26 July 2009

Teaching Aid

Principles of the Weighty Tome, or How to Write Fat Books.

I. The whole composition must be permeated with a protracted and wordy exposition of the initial plan.
II. Terms are to be included for conceptions that, except in this definition, appear nowhere in the whole book.
III. Conceptual distinctions laboriously arrived at in the text are to be obliterated again in the relevant notes.
IV. For concepts treated only in their general significance, examples should be given; if, for example, machines are mentioned, all the different kinds of machines should be enumerated.
V. Everything that is known a priori about an object is to be consolidated by an abundance of examples.
VI. Relationships that could be represented graphically must be expounded in words.
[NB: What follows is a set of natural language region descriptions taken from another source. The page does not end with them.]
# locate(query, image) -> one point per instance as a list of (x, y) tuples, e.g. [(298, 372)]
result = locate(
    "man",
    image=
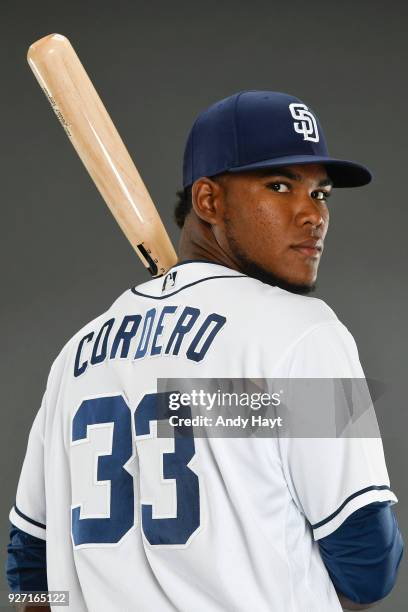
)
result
[(136, 521)]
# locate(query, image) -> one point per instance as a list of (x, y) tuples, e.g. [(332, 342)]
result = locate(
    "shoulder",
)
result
[(69, 348)]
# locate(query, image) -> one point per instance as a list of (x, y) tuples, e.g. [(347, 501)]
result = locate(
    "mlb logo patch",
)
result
[(169, 281)]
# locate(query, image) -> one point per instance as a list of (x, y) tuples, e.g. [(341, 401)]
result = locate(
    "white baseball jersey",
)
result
[(134, 522)]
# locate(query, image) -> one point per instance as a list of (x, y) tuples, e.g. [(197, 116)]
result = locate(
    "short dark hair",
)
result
[(183, 205), (184, 202)]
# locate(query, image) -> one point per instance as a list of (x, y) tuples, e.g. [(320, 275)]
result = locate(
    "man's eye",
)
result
[(321, 195), (280, 187)]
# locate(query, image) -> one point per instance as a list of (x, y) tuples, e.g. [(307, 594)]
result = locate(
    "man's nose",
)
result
[(310, 211)]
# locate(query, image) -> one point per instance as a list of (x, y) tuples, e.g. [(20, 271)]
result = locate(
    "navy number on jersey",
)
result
[(102, 463)]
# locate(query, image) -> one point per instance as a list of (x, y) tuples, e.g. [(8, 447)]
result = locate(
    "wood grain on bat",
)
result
[(97, 142)]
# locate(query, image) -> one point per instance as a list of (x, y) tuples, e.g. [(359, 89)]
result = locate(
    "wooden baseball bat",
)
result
[(97, 142)]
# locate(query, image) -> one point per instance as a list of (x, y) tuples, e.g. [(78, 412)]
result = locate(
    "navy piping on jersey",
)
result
[(201, 280), (27, 518), (181, 263), (336, 512)]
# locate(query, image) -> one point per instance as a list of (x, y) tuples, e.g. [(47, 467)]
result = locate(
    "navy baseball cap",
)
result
[(262, 129)]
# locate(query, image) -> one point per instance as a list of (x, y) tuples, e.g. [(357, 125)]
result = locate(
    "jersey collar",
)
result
[(183, 275)]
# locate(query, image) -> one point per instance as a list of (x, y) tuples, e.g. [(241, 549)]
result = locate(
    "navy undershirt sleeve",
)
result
[(363, 555), (26, 566)]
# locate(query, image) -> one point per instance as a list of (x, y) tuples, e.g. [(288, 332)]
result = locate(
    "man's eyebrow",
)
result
[(273, 172), (327, 182)]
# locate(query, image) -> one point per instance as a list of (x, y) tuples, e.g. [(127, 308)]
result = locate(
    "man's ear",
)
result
[(207, 200)]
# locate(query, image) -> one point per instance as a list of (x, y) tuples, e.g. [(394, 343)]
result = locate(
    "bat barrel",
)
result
[(97, 142)]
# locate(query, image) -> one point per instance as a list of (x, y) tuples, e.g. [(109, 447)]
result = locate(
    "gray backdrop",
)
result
[(156, 65)]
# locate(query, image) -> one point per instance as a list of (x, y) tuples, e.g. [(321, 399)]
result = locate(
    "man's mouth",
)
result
[(309, 248)]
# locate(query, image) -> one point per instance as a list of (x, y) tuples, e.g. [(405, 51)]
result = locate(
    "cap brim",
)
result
[(342, 172)]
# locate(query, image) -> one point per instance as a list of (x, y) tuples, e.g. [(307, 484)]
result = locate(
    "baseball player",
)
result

Instead of represented in a genealogical tree, for example, all family relationships are to be enumerated and described.
VII. A number of opponents all sharing the same argument should each be refuted individually.
  The typical work of modern scholarship is intended to be read like a catalogue. But when shall we actually write books like catalogues? If the deficient content were thus to determine the outward form, an excellent piece of writing would result, in which the value of opinions would be marked without their being thereby put on sale.
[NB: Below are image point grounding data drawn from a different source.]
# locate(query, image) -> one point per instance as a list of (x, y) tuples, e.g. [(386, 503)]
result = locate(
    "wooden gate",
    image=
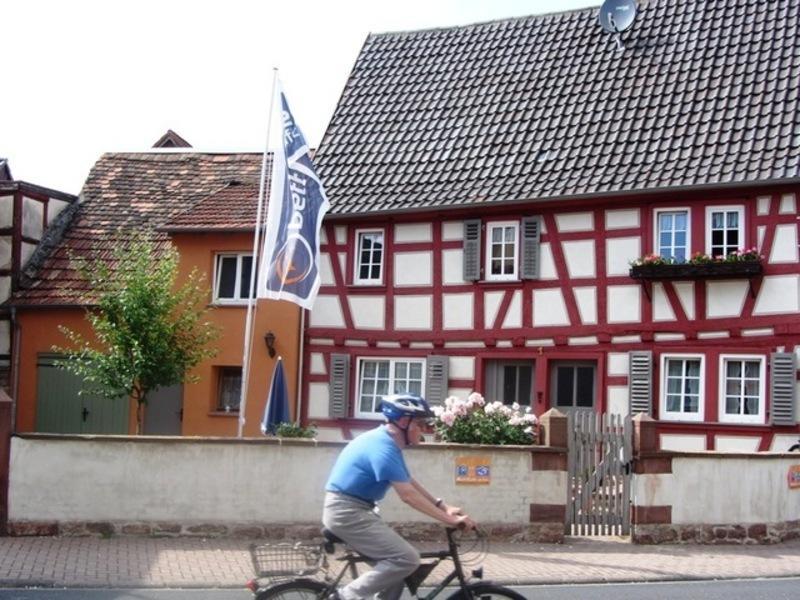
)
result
[(599, 488)]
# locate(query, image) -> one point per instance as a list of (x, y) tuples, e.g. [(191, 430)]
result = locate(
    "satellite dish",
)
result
[(617, 15)]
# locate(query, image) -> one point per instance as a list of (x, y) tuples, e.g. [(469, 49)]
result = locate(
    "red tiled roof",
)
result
[(128, 192), (547, 107)]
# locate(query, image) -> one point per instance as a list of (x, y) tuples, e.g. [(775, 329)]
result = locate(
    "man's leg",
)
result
[(367, 534)]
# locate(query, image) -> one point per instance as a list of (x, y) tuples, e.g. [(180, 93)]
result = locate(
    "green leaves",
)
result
[(149, 332)]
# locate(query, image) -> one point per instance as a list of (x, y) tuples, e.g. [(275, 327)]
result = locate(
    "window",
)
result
[(672, 234), (501, 251), (229, 389), (573, 385), (724, 230), (742, 385), (682, 387), (369, 257), (378, 377), (509, 381), (232, 277)]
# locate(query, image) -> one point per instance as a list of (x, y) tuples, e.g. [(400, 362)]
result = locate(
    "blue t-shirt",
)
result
[(367, 466)]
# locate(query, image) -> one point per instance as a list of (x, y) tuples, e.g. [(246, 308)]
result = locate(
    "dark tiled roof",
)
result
[(705, 93), (233, 208), (128, 192)]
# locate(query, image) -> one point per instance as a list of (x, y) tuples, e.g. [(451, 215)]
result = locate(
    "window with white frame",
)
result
[(672, 234), (378, 377), (232, 277), (502, 251), (724, 230), (369, 257), (682, 387), (742, 388)]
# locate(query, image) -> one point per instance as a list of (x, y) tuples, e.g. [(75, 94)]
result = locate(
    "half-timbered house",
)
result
[(491, 184)]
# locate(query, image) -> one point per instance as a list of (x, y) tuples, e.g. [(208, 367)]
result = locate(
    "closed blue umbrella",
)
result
[(277, 409)]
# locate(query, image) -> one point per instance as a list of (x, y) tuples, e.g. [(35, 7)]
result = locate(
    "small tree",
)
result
[(149, 332)]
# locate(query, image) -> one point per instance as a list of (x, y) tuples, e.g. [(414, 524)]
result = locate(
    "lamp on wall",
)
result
[(269, 338)]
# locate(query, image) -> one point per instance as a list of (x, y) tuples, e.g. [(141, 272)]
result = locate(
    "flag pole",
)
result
[(248, 328)]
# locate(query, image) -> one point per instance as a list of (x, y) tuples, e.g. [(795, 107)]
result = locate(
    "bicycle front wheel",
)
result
[(486, 591), (299, 589)]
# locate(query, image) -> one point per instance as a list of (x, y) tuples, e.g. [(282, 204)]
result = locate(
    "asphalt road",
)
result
[(749, 589)]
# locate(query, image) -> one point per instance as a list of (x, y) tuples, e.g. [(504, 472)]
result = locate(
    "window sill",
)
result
[(720, 270), (222, 413)]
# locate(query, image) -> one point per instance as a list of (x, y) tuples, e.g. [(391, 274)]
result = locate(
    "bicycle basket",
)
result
[(286, 559)]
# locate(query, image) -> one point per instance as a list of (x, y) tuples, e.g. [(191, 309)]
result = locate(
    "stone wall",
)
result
[(104, 485)]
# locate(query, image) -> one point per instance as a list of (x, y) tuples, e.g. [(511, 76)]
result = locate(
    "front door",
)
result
[(61, 408), (509, 381), (163, 413), (573, 385)]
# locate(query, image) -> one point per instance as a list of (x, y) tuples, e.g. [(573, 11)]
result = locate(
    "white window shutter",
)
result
[(472, 250), (783, 388), (640, 382), (339, 386)]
  The typewriter will alienate the hand of the man of letters from the pen only when the precision of typographic forms has directly entered the conception of his books. One might suppose that new systems with more variable typefaces would then be needed. They will replace the pliancy of the hand with the innervation of commanding fingers.
  A period that, constructed metrically, afterward has its rhythm upset at a single point yields the finest prose sentence imaginable. In this way a ray of light falls through a chink in the wall of the alchemist's cell, to light up gleaming crystals, spheres, and triangles.